Mais pour tenter de comprendre l’affaire Wikileaks, il est nécessaire de placer le débat dans un contexte géopolitique plus large. En effet, la révolution technologique du Net permet aux populations d’entrer instantanément en contact dans une logique de réseau afin d’accéder et partager l’information partout dans le monde. Les révolutions des pays arabes illustrent parfaitement le rôle joué par des organes tels que Twitter et FaceBook dans cette prise de conscience politique globale. Mais, cette révolution technologique offre également aux élites des possibilités infinies pour orienter et contrôler l’opinion publique. Les hommes politiques l’ont bien compris. De ce point de vue, la prochaine campagne présidentielle sera intéressante à suivre.
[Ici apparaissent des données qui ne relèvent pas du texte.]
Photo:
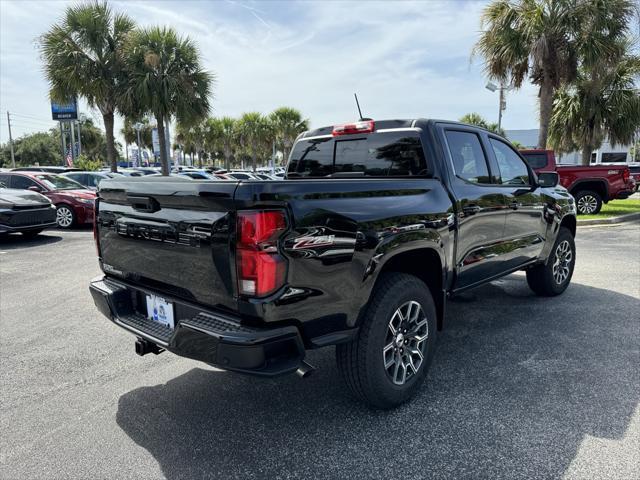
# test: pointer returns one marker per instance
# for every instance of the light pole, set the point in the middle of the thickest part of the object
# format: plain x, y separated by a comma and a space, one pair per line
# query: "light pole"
138, 126
503, 102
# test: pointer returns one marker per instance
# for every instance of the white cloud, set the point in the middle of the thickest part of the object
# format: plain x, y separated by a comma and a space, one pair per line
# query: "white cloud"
405, 59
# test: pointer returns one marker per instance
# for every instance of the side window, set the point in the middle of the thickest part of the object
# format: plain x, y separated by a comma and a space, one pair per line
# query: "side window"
536, 160
77, 177
91, 179
18, 181
468, 157
513, 171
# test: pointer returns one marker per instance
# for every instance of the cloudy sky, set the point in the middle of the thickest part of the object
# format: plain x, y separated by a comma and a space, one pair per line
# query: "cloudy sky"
405, 59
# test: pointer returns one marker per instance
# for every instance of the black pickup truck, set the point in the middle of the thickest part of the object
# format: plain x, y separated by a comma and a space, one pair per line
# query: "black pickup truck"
375, 225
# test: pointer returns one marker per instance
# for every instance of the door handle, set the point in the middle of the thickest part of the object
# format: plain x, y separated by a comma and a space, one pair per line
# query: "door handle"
471, 209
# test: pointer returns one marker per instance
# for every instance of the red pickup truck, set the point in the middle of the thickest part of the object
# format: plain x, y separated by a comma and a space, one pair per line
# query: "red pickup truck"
591, 186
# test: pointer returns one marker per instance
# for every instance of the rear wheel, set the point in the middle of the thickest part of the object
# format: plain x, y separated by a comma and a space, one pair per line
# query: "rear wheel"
65, 217
31, 233
388, 361
588, 202
554, 277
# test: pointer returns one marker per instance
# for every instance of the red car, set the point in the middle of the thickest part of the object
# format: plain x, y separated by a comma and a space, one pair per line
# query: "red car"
591, 185
74, 203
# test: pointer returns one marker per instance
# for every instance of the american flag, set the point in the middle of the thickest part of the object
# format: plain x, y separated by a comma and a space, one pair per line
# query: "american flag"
69, 158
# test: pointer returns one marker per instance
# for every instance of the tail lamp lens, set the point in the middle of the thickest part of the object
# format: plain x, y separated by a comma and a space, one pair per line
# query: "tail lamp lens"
261, 270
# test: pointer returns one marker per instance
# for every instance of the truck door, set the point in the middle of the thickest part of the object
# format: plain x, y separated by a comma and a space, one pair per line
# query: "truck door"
480, 207
525, 227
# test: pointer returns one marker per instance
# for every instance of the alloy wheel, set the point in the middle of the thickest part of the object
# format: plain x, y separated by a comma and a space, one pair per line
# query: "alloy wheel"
405, 344
64, 217
587, 204
562, 262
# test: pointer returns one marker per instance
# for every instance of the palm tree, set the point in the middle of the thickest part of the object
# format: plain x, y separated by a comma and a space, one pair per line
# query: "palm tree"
255, 131
130, 133
223, 133
546, 41
288, 124
603, 102
82, 57
166, 79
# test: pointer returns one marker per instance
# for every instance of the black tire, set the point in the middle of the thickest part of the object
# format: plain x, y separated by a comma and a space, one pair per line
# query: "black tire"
588, 202
542, 279
362, 361
31, 233
65, 216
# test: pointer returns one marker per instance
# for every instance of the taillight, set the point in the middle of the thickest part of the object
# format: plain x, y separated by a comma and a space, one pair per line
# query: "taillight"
261, 270
363, 126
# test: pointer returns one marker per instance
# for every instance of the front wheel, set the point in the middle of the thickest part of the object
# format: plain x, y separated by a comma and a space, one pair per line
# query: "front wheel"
388, 361
554, 277
588, 202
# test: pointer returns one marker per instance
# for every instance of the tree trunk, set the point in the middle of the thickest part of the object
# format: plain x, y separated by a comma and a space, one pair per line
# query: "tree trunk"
112, 159
546, 108
164, 158
227, 158
254, 157
587, 149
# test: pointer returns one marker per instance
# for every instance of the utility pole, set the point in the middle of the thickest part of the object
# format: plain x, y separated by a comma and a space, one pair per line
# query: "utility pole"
63, 131
73, 142
138, 126
502, 106
13, 157
79, 139
64, 153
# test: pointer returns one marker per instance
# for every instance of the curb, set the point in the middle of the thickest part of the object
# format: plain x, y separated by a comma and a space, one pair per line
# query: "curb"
611, 220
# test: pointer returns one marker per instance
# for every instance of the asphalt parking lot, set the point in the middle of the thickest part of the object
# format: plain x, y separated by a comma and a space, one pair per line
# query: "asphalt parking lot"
521, 387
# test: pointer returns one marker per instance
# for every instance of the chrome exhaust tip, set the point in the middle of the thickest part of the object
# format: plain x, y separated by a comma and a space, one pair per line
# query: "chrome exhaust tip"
305, 370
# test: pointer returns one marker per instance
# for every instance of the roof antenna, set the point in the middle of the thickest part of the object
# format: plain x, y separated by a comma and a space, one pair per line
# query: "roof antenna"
359, 111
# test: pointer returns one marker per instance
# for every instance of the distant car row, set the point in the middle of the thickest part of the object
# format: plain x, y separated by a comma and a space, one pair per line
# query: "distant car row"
35, 198
42, 193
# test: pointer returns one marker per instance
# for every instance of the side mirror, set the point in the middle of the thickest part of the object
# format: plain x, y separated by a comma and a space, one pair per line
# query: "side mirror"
548, 179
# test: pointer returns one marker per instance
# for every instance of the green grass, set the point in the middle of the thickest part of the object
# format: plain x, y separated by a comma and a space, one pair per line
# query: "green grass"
615, 208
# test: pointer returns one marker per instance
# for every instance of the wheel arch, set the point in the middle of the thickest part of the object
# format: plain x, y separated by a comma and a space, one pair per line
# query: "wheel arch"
598, 186
569, 222
427, 265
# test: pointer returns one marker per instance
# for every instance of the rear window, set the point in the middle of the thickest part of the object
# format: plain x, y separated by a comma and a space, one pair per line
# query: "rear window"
396, 154
617, 157
535, 160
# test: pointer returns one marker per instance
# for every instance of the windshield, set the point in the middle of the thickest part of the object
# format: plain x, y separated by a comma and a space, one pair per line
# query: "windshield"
56, 182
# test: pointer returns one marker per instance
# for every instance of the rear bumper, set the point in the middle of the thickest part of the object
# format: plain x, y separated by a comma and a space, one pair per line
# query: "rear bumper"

Elle semble se dessiner autour de thématiques telles que la sécurité des personnes, le contrôle des flux migratoires ou encore la protection des œuvres artistiques pour justifier une politique de maîtrise de l’information sur internet. On préférera également parler de ces questions morales axées sur le contrôle des hommes, des opinions et des idées pour éviter des sujets qui fâchent : la crise de nos économies.